In those years, our family was given something called a "furlough," a summer off from our assignment as a missionary family in Japan. Every three to five years, the Board of Missions paid for us to return to America to reconnect with our family and with the churches who supported.  In actuality, we were given a full one year furlough, but we only took three months of it.  I was a student at Takayama Shoogakkoo, a public school in Mitaka, Japan.  Missing an entire year of Japanese school would have placed me forever behind my classmates and made it impossible to continue.  Keeping up with all the characters I had to learn week to week was hard enough when I had perfect attendance.  Trying to catch up on dozens of them at the same we learned more would have required a Herculean effort I could not have mustered.
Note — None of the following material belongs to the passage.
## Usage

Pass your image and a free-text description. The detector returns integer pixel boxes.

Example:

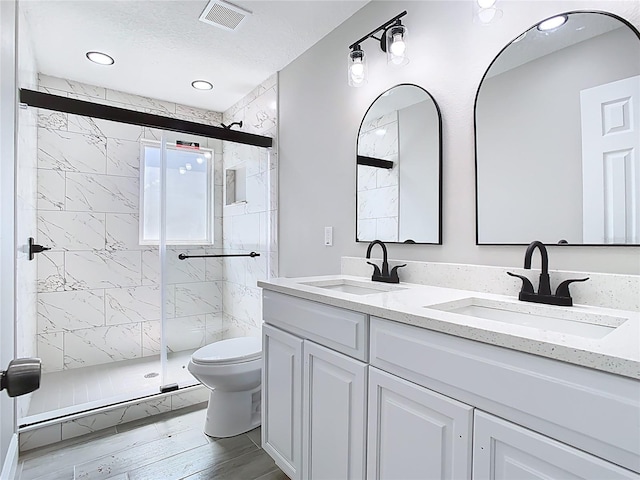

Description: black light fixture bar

Furloughs were happy times for our family when my brother and I got good glimpses at what life in America was like.  We loved the attention we received as family members doted on us, and we experienced what was, essentially, a three month vacation.  

When it was time for these furloughs to end, we began our long journey West that took us to the Far East.
It just so happened that our return at the end of the two summer furloughs coincided both times with my birthday.  The plane departed from the West Coast on the morning of August 30th, my birthday.  Of course, I reveled in this fact from the moment my eyes opened that this was my special day.  As the airplane took off heading away from the sun and America as fast as it could go, roaring its engines, my birthday ticked away. What seemed like several short hours into the flight, the pilot came across the intercom to announce that we had crossed the International Date Line, and that now it was August 31st.  I had my birthday morning, but not the afternoon.  I had lost my birthday.

I made up for those lost birthday afternoons by the joy of reuniting with my Japanese friends again upon our arrival, and through birthdays like the one I had yesterday.  Two cakes.  Two birthdays.  I am so blessed.